Mass Spectrometric and Quantum Chemical Studies of the Thermodynamics and Bonding of Neutral and Ionized LnCl, LnCl₂, and LnCl₃ Species (Ln = Ce, Lu)

The mass spectral patterns of CeCl₃(g) and LuCl₃(g) and appearance energies for the identified ions were measured using a Nier-type mass spectrometer coupled with a Knudsen cell. The molecular ion CeCl₃⁺ was found to be considerably less stable in comparison to LuCl₃⁺. Partial pressures and sublimation enthalpies of LnCl₃(s) to monomeric LnCl₃(g) and dimeric Ln₂Cl₆(g) species were obtained in the ranges of 882−1028 (Ln = Ce) and 850−1004 K (Ln = Lu). The contribution of dimeric Ce₂Cl₆(g) species to equilibrium vapors of CeCl₃(s) is considerably smaller than the Lu₂Cl₆(g) contribution in LuCl₃(s) vapors.

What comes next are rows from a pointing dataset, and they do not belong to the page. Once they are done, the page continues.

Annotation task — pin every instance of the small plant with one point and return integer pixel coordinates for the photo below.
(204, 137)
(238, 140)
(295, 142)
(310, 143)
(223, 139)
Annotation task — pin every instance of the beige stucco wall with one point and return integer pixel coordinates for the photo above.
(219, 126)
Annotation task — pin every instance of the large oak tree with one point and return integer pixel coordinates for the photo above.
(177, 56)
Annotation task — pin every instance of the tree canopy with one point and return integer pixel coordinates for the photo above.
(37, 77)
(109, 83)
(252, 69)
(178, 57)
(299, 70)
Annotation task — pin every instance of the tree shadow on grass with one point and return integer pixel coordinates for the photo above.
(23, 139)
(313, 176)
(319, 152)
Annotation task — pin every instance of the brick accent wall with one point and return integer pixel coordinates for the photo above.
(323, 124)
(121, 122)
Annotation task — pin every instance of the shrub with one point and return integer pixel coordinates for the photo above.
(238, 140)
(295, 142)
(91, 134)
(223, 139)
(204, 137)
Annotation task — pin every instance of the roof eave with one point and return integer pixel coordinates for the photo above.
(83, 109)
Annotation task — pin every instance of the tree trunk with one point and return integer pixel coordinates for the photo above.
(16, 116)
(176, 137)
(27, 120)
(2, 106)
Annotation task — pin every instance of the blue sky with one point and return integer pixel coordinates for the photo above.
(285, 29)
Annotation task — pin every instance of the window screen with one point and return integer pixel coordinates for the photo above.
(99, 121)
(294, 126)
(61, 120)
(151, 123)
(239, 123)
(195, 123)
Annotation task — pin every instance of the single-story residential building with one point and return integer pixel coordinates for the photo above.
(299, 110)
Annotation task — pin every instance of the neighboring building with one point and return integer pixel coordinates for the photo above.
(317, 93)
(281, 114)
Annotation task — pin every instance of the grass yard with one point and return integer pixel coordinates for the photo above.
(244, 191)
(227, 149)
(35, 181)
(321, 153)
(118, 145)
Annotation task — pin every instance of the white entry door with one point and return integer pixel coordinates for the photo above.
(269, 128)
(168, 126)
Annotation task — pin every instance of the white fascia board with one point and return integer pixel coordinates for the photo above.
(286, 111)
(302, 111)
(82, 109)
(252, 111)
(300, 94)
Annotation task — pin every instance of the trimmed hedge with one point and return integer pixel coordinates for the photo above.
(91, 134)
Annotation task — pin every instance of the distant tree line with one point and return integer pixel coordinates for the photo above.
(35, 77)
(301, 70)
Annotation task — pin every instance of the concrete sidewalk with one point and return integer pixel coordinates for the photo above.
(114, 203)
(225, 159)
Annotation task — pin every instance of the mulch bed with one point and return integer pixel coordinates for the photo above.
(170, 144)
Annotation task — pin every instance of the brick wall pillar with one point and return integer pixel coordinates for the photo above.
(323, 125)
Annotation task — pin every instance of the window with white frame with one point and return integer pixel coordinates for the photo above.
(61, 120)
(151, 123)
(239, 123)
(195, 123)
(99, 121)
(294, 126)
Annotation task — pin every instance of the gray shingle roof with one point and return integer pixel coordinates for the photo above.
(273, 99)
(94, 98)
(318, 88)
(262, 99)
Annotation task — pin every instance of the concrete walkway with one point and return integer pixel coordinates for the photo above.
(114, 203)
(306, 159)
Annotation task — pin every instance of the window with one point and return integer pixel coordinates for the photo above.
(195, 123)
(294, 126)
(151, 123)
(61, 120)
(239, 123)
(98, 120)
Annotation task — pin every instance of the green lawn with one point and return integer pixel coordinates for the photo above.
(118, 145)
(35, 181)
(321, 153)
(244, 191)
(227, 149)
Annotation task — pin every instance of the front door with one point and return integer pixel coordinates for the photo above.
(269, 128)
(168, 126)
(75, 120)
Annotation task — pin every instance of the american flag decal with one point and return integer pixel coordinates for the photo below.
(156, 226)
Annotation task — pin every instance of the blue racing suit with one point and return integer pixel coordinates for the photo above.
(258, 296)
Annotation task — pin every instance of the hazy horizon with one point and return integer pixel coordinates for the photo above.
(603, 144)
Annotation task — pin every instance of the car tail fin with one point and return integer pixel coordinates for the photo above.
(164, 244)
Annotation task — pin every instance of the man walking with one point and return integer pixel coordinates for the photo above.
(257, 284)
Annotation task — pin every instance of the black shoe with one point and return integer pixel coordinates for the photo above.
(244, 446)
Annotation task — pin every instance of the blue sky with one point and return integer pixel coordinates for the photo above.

The measurements were supplemented by quantum chemical ab initio studies of structures, energetics, and vibrational frequencies of neutral and singly ionized LnCl, LnCl₂, and LnCl₃ species (Ln = Ce, Lu). The theoretical appearance energies of different ions, calculated from the energies of the gaseous species, are in good agreement with experimental data. The fragmentation energies of LnCl, LnCl₂, and LnCl₃ were also computed and compared with the mass spectral patterns of respective vapor species. The Mulliken and natural bond orbital electron population methods were applied for the systematic analysis of the bonding scheme in molecules and cations.